Target, on the other hand, has built its e-commerce business around a wider range of products and only recently made fresh and frozen grocery items available for pickup. It also uses stores to fulfill a large percentage of its orders, something Amazon can't do. In the second quarter, Target's same-day fulfillment services, which include curbside pickup, jumped 273%, driving overall e-commerce sales up 195%, and more than 90% of its total sales were fulfilled by stores.

On the earnings call, management noted that same-day fulfillment options like curbside pickup are much less expensive than shipping to the home, and growth in same-day fulfillment helped lift its profit margin. Same-day fulfillment from its stores gives it both a cost and speed advantage over Amazon.

Private brands

One of Target's biggest strengths is its private brands. In addition to name-brand products at its stores, the company sells a wide array of owned and exclusive brands that give shoppers a unique product selection and provide a distinct advantage to the company. Target's new private food brand, Good & Gather, reached more than $1 billion in sales less than a year after its launch, giving the company a number of billion-dollar brands. Management also touted strong results with its All in Motion activewear brand, which it launched shortly before the pandemic in January.
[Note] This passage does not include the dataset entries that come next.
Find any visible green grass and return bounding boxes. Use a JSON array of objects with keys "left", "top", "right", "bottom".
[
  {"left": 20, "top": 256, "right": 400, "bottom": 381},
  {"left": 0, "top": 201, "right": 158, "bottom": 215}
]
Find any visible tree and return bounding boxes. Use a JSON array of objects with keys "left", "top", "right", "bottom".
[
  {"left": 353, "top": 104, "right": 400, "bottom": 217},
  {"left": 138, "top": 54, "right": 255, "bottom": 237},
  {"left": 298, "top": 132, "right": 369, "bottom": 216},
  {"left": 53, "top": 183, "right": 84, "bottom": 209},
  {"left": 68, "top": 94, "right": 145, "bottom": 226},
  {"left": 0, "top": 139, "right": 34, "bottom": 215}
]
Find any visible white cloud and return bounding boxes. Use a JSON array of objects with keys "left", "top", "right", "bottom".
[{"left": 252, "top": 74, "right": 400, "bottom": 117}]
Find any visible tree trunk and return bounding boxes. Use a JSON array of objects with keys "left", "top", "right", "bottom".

CEO Brian Cornell explained the advantage of private brands on the earnings call, saying: "Together, these brands whose sales have outgrown national brands so far this year, offer guests quality and style at an unmatched value while enhancing Target's differentiation and delivering attractive gross margin rates." Since Target can control the cost inputs and pricing in private brands, they tend to be more profitable.

While Walmart and Amazon both offer private brands, Target collects a greater percentage of its sales from its exclusive lines, which helps give it higher profit margins than its peers.

Target's second-quarter results may prove to be an anomaly, and management warned not to extrapolate those results into the third quarter, but the near-10% operating margin shows the results Target can deliver when its e-commerce business scales up and it avoids things like markdowns. Even in their own blockbuster quarters, Amazon and Walmart couldn't come close to matching that level of profitability.